Operating profit of Industrial Activities totaled $376 million for the fourth quarter ($389 million in the comparable period), with an operating margin of 4.7% (4.3% in Q4 2013). Construction Equipment operating performance improved as a result of lower SG&A and R&D expenses, and positive volume and mix. Agricultural Equipment operating profit was negatively affected by unfavorable volume and mix, including negative industrial absorption primarily related to production curtailments to realign inventory to market demand, partially offset by favorable pricing and cost efficiencies. Commercial Vehicles operating performance was stable compared to Q4 2013 as improved EMEA operations were able to offset challenging trading conditions in LATAM and negative foreign exchange currency impacts. Powertrain operating performance was stable, with industrial efficiencies offsetting reduced volumes with captive customers. 

Restructuring expenses totaled $86 million in the quarter, mainly due to actions to reduce SG&A expenses and business support costs, as well as costs related to the completion of manufacturing product specialization programs for Commercial Vehicles, and to cost reduction activities as a result of negative demand conditions within Agricultural Equipment. For Q4 2013, restructuring expenses were $39 million, mainly related to Commercial Vehicles.

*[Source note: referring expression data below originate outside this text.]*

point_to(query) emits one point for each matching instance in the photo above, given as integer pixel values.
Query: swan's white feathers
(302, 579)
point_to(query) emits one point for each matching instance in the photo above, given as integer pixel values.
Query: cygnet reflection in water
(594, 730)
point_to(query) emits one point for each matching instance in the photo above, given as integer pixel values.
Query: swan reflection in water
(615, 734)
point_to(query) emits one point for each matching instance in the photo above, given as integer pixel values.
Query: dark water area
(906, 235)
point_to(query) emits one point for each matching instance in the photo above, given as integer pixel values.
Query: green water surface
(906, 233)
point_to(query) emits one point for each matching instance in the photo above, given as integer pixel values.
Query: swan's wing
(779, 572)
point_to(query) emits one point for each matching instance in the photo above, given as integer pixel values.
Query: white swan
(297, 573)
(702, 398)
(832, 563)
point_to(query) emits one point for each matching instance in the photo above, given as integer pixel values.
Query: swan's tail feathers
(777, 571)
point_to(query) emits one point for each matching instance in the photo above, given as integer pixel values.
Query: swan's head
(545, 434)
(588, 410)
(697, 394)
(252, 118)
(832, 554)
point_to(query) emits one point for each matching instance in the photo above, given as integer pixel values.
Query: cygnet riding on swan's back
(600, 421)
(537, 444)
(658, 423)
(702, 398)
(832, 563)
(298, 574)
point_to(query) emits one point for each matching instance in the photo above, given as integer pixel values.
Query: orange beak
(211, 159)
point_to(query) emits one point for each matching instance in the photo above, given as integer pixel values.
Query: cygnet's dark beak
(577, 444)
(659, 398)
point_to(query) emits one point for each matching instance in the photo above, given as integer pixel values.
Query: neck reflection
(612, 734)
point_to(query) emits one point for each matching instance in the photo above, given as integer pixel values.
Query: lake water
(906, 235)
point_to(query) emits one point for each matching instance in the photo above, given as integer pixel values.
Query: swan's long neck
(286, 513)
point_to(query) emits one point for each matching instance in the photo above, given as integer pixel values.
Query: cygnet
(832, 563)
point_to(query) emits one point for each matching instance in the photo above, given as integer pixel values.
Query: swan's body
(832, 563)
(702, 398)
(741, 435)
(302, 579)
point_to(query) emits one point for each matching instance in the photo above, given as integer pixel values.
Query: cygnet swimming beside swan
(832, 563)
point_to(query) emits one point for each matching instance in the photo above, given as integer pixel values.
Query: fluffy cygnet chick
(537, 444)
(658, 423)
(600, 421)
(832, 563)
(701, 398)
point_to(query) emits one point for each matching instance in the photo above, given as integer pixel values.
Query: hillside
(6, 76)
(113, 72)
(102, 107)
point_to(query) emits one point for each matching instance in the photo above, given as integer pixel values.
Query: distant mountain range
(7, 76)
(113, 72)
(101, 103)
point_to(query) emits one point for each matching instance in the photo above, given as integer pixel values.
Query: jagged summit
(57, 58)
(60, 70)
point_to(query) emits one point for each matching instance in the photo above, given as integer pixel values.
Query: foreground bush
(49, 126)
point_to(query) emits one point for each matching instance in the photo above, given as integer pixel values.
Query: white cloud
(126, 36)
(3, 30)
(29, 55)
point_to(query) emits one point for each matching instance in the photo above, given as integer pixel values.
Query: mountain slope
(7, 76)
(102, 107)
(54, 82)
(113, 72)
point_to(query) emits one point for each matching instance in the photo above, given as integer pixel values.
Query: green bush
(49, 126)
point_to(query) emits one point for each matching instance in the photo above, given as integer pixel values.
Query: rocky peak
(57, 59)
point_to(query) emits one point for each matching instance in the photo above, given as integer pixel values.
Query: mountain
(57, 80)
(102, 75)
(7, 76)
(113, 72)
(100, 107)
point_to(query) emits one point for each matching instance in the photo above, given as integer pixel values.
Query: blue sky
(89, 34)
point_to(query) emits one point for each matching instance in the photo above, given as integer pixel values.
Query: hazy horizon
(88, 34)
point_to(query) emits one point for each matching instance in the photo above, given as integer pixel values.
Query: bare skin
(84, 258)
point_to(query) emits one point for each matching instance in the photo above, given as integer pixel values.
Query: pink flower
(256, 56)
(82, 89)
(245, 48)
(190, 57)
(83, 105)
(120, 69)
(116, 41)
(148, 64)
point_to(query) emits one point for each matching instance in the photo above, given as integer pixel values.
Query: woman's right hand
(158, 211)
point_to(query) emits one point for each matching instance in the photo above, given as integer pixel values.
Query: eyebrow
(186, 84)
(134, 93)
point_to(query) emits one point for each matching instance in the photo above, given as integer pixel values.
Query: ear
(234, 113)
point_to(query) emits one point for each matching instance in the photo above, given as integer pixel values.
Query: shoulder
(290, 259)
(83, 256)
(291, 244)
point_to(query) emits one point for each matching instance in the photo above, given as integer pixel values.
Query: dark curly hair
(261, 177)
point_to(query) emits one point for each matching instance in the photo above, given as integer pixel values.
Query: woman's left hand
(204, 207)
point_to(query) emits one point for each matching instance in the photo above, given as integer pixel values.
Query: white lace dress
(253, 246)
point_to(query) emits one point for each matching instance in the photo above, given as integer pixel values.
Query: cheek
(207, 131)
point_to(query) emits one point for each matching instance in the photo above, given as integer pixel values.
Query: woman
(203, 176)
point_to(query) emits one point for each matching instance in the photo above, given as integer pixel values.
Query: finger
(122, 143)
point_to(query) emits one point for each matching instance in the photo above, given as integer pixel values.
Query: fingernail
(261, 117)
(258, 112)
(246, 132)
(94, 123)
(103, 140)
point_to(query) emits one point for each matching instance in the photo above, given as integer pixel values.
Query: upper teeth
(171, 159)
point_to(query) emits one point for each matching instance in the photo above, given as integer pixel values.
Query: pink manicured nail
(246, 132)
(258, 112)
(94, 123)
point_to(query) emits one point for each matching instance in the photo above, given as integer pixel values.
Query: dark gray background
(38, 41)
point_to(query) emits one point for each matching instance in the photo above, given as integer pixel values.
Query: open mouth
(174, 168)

Interest expense, net totaled $164 million for the quarter, compared to $166 million for Q4 2013, with more favorable interest rates offset by an increase in average net industrial debt. 

Net income of Financial Services was $98 million for the quarter, compared to $122 million for Q4 2013, as the positive impact of the higher average portfolio and lower provisions for credit losses was more than offset by higher income taxes. 

Consolidated net income was $87 million for the quarter ($54 million for Q4 2013). Net income attributable to CNH Industrial N.V. was $83 million for the quarter ($60 million for Q4 2013), or $0.06 per share ($0.04 per share for Q4 2013). Net income before restructuring and other exceptional items (a non-GAAP measure) was $167 million for the quarter ($117 million for Q4 2013).